La mamma del giovane boscaiolo morto nella galleria di Piaganini: «Solo dopo la tragedia il tunnel è stato aggiustato». Uno dei tre indagati chiede l’abbreviato e l’udienza slitta a settembre
TERAMO. Gli occhi di mamma Anna dicono più di tante parole. «Io ci passo tutti i giorni e ora finalmente quella galleria l’hanno aggiustata. Per salvare Matteo bastava un semaforo per segnalare il pericolo, ma nessuno ci ha pensato». Perchè Anna Rossi su quella strada ha perso il figlio Matteo, 34 anni, deceduto in sella alla sua moto nella galleria di Piaganini, sulla statale 80. Oggi, ad un anno e mezzo da quell’incidente, aspetta ancora di sapere perchè il suo Matteo non c’è più. «Speriamo solo che la giustizia arrivi presto», dice fuori dall’aula.
Per quella morte sono indagati in tre: il conducente dell'autobus contro il quale si schiantò il giovane che era alla guida della sua moto e due dirigenti dell'Anas, tutti accusati di omicidio colposo (assistiti dagli avvocati Guglielmo Marconi, Cataldo Mariano e Tommaso Navarra). Nell’udienza di ieri uno di loro ha chiesto il rito abbreviato e per questo il gup Domenico Canosa ha fissato a settembre la nuova udienza preliminare per decidere sull’ammissione al rito alternativo e sulla richiesta di rinvio a giudizio per gli altri due coinvolti nell’inchiesta.I familiari del ragazzo, assistiti dagli avvocati Giuseppe Gliatta e Gianluca Sabatini, si sono già costituiti parte civile chiedendo la citazione, come responsabili civili, dell'Anas e dell'assicurazione dell'autobus.

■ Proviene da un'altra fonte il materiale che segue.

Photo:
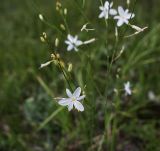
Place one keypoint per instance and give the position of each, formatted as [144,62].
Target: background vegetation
[26,93]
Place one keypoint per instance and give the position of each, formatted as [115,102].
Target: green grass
[26,93]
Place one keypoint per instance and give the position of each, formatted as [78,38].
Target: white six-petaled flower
[73,42]
[123,16]
[127,88]
[73,100]
[107,10]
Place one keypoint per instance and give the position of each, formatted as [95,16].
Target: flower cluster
[122,15]
[73,100]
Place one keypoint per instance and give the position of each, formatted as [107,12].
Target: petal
[70,47]
[78,43]
[112,12]
[69,93]
[70,106]
[75,48]
[117,17]
[78,106]
[64,102]
[120,22]
[111,4]
[101,15]
[101,8]
[120,10]
[81,97]
[70,38]
[77,92]
[106,5]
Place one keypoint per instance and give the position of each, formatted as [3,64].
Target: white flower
[107,10]
[123,16]
[73,100]
[41,17]
[127,88]
[73,42]
[84,27]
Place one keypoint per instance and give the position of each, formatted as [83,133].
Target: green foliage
[30,118]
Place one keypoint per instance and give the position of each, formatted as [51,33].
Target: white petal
[120,22]
[78,43]
[117,17]
[101,15]
[75,48]
[70,38]
[64,102]
[111,4]
[69,93]
[75,39]
[106,5]
[78,106]
[70,47]
[112,12]
[70,106]
[67,42]
[81,97]
[101,8]
[77,92]
[121,10]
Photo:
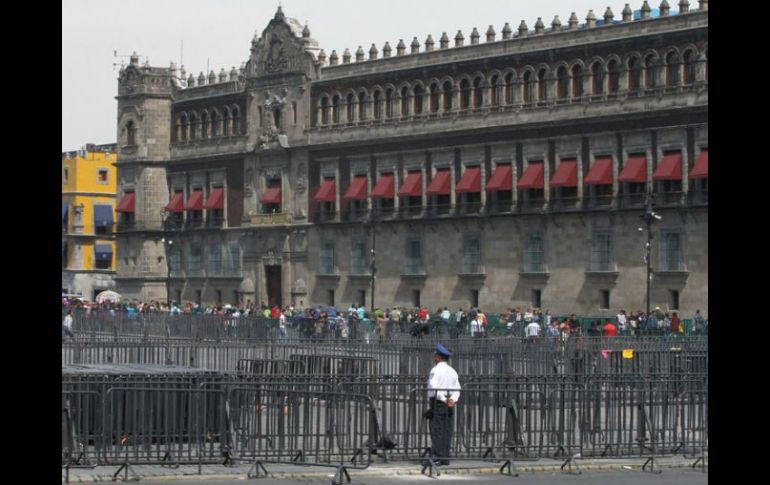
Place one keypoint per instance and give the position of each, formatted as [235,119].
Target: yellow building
[88,218]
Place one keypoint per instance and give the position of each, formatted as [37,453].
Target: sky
[208,35]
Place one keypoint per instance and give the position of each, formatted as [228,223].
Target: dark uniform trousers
[440,429]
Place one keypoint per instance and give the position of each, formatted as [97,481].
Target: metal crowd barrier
[577,357]
[148,416]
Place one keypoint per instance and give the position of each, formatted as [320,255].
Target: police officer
[443,393]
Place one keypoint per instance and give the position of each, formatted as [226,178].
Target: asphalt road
[672,476]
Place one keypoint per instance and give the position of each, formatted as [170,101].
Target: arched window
[216,124]
[361,107]
[577,81]
[350,107]
[183,128]
[542,90]
[226,122]
[529,87]
[495,91]
[377,106]
[433,98]
[336,109]
[418,92]
[325,111]
[465,94]
[562,83]
[447,89]
[634,74]
[130,133]
[193,126]
[597,78]
[672,69]
[614,73]
[688,64]
[649,71]
[509,88]
[204,125]
[478,93]
[236,121]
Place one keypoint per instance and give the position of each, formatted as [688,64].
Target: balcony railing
[215,222]
[276,218]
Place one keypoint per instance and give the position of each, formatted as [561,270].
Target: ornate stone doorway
[273,284]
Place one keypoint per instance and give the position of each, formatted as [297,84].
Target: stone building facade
[511,172]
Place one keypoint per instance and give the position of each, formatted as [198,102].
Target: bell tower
[144,98]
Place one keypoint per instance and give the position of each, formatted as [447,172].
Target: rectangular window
[604,304]
[471,254]
[537,301]
[533,254]
[674,299]
[413,256]
[326,259]
[601,252]
[194,259]
[232,260]
[671,252]
[175,261]
[215,260]
[358,257]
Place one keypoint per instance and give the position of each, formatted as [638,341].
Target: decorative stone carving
[299,287]
[301,178]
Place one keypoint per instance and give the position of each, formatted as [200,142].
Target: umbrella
[108,295]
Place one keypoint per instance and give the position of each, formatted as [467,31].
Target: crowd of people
[329,322]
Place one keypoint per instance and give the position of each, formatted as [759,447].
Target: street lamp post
[649,218]
[372,266]
[167,245]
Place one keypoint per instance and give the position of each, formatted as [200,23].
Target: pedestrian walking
[443,394]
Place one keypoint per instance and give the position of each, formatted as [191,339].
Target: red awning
[412,186]
[440,184]
[600,173]
[384,187]
[327,192]
[127,203]
[501,178]
[566,174]
[701,168]
[271,195]
[216,199]
[471,181]
[195,202]
[670,168]
[635,170]
[533,177]
[177,203]
[356,189]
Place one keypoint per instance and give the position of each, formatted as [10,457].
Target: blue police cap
[441,350]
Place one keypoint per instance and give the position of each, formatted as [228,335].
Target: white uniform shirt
[443,378]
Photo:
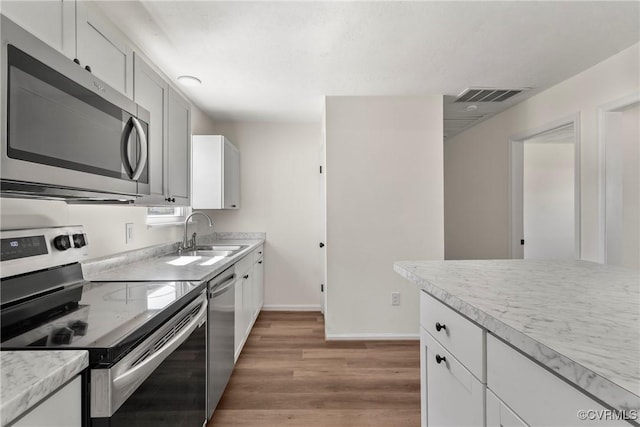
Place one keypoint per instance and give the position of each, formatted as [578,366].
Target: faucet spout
[192,244]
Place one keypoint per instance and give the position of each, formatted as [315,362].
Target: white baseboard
[311,307]
[371,337]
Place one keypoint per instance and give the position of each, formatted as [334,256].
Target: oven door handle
[144,369]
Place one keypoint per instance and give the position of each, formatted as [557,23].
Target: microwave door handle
[143,149]
[124,147]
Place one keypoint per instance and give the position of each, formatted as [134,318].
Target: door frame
[610,107]
[516,169]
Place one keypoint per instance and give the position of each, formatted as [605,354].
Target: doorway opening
[545,192]
[619,139]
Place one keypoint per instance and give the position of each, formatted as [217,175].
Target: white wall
[477,161]
[548,200]
[623,188]
[279,194]
[104,225]
[384,203]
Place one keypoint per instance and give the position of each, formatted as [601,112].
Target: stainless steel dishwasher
[221,329]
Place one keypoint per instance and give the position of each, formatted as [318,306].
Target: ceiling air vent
[487,94]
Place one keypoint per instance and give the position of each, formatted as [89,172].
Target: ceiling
[274,60]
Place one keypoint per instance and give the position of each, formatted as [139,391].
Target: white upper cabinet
[151,93]
[102,48]
[52,21]
[216,173]
[179,135]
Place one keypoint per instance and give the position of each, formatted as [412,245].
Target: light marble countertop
[155,263]
[579,319]
[30,376]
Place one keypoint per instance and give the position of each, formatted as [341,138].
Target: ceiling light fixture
[189,81]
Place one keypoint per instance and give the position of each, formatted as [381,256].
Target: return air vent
[487,95]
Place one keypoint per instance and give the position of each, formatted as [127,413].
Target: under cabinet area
[215,173]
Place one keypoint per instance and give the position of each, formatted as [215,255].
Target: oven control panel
[27,250]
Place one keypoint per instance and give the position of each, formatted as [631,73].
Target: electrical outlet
[395,298]
[128,238]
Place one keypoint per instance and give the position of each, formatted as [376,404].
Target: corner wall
[476,162]
[384,198]
[279,194]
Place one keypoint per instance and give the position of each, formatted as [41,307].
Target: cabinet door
[179,134]
[52,21]
[150,91]
[100,46]
[231,176]
[258,283]
[499,415]
[247,302]
[454,397]
[239,329]
[48,413]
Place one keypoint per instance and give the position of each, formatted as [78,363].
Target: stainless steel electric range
[146,340]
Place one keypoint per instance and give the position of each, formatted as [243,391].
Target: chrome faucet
[192,242]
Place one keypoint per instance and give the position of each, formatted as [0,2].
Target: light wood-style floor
[288,375]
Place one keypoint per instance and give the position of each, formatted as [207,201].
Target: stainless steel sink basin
[214,250]
[233,248]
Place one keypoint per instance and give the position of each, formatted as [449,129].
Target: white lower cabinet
[537,396]
[454,397]
[510,390]
[249,295]
[62,409]
[499,414]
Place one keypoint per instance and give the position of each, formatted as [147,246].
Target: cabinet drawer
[461,337]
[454,397]
[535,394]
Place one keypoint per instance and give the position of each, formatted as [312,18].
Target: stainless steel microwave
[66,134]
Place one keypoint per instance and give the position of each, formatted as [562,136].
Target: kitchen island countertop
[579,319]
[28,377]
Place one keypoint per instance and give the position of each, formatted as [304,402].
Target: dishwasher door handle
[110,388]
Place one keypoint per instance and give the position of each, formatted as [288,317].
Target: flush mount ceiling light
[189,80]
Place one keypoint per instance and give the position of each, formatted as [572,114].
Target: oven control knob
[79,328]
[62,242]
[62,336]
[79,240]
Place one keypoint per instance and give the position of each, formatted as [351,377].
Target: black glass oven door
[173,395]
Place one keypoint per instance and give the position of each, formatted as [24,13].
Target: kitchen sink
[232,248]
[214,250]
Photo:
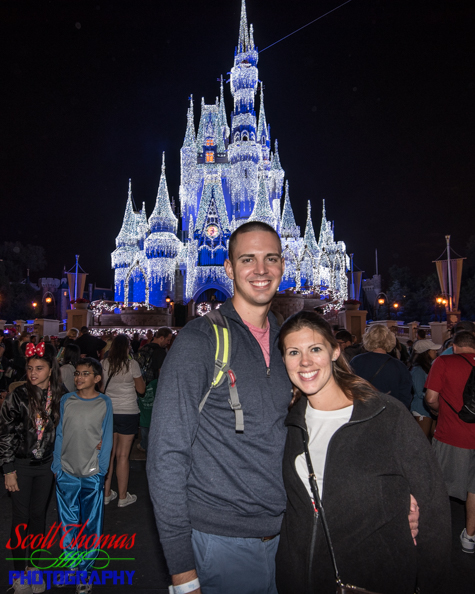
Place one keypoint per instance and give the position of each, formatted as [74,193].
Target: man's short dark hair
[464,326]
[248,228]
[92,364]
[163,332]
[465,339]
[344,335]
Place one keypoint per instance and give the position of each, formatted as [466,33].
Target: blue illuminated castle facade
[230,174]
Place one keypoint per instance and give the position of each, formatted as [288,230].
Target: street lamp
[381,299]
[395,305]
[441,302]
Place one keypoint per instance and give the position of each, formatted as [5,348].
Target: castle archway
[211,292]
[127,281]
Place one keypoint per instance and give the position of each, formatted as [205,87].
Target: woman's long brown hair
[118,354]
[35,394]
[354,387]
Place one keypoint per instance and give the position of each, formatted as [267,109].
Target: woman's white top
[121,388]
[321,425]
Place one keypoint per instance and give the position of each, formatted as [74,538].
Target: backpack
[221,365]
[144,358]
[467,412]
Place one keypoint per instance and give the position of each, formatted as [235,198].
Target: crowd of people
[280,458]
[69,417]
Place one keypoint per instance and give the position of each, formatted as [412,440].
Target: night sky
[373,107]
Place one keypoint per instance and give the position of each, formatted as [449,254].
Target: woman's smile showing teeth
[263,283]
[306,375]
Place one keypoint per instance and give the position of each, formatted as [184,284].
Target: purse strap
[318,502]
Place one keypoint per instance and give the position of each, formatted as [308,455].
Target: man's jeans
[227,565]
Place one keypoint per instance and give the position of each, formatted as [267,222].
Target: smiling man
[218,493]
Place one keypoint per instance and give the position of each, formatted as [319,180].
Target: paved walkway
[151,575]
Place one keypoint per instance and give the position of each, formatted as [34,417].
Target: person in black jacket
[28,420]
[386,373]
[368,457]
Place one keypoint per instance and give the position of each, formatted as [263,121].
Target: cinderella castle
[229,175]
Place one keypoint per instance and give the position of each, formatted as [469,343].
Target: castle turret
[127,245]
[244,153]
[188,182]
[262,210]
[162,246]
[309,237]
[288,227]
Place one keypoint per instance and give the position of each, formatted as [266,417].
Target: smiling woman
[28,422]
[362,447]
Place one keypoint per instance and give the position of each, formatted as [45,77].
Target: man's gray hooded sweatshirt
[201,473]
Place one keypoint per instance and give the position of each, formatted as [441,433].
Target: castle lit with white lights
[230,174]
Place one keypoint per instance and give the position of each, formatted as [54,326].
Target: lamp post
[441,302]
[396,307]
[381,300]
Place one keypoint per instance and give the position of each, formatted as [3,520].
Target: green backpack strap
[222,370]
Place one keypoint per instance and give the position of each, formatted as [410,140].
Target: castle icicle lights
[229,175]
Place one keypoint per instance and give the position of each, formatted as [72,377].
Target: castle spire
[262,210]
[323,239]
[288,226]
[309,237]
[243,42]
[162,217]
[190,138]
[128,232]
[262,136]
[276,160]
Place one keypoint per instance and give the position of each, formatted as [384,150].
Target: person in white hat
[425,351]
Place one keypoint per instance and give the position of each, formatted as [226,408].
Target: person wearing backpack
[214,461]
[454,439]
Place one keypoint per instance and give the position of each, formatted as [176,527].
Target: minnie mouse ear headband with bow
[32,350]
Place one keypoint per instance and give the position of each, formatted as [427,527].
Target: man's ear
[228,268]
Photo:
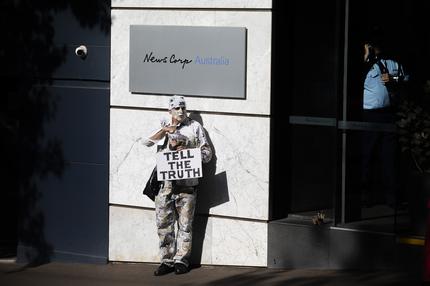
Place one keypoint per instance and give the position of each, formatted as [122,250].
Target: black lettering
[148,57]
[175,156]
[188,172]
[163,173]
[171,164]
[172,175]
[167,156]
[189,154]
[180,174]
[187,164]
[196,173]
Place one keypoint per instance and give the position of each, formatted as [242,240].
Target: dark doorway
[56,127]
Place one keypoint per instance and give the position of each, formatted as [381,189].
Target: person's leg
[165,220]
[389,168]
[185,206]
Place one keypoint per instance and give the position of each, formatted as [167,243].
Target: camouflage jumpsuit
[176,200]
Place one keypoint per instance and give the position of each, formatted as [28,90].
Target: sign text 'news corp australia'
[199,61]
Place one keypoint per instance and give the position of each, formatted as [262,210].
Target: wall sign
[178,165]
[200,61]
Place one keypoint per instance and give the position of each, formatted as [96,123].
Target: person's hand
[385,77]
[175,145]
[180,147]
[367,48]
[169,129]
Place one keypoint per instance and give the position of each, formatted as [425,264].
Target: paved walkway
[141,274]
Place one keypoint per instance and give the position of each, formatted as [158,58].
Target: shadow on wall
[29,59]
[213,191]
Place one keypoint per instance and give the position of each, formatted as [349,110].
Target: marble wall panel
[193,4]
[236,181]
[217,241]
[258,24]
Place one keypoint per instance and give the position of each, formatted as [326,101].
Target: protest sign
[179,165]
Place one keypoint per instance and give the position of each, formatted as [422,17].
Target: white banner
[178,165]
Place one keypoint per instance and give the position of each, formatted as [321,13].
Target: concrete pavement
[12,274]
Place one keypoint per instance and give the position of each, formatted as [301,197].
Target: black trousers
[379,159]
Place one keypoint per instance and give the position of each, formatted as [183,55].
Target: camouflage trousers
[175,204]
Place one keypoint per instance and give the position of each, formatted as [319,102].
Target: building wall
[232,213]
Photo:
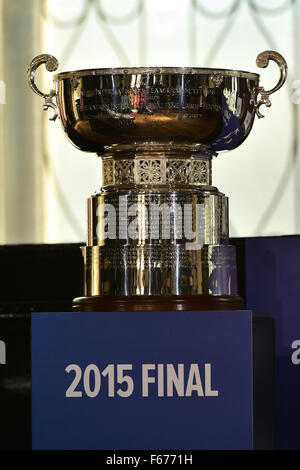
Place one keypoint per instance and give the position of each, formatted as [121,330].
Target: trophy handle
[51,64]
[262,61]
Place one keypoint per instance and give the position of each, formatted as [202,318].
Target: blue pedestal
[150,380]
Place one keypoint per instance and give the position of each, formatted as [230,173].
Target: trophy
[158,235]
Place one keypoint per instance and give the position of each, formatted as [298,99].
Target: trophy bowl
[187,107]
[158,235]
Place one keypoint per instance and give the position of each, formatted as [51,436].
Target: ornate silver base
[158,227]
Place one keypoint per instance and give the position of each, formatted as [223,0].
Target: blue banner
[142,380]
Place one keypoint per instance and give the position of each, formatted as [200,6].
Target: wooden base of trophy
[157,303]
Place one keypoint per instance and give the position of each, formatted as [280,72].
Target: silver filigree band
[156,171]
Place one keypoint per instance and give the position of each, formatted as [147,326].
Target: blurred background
[44,180]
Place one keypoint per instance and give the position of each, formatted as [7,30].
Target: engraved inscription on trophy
[157,226]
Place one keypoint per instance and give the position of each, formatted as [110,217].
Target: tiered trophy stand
[158,234]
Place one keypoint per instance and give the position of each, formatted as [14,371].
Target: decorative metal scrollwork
[51,64]
[262,61]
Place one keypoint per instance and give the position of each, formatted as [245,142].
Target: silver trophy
[157,228]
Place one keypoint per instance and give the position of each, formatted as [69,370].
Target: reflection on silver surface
[157,130]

Matteo Ceci e un amico, figlio di alcuni parenti, nel pomeriggio dell’8 agosto del 2014 , stavano tornando a casa in sella alla moto Aprilia 125 condotta dal giovane che faceva boscaiolo. Erano da poco passate le 17.30 e i due erano appena entrati nel tunnel lasciandosi alle spalle un violento acquazzone. Tutto successe in un attimo: Matteo perse il controllo del mezzo, molto probabilmente a causa dell'asfalto bagnato dalle infiltrazioni d'acqua, e venne sbalzato dalla moto finendo contro un autobus turistico che trasportava un gruppo di scout e che proveniva in senso opposto.
L'impatto fu violentissimo e nonostante il giovane indossasse il casco per lui non ci fu nulla da fare. Anche il passeggero venne sbalzato a terra e finì contro l'autobus rimanendo gravemente ferito (anche lui si è costituito parte civile).
Nel ricostruire la dinamica dell’incidente i carabinieri delegati dalla procura partirono proprio dall'asfalto bagnato dalle tante infiltrazioni d'acqua nella galleria di Piaganini. «Che ora», dice mamma Anna, «è stata finalmente aggiustata. Ma a Matteo non serve più».(d.p.)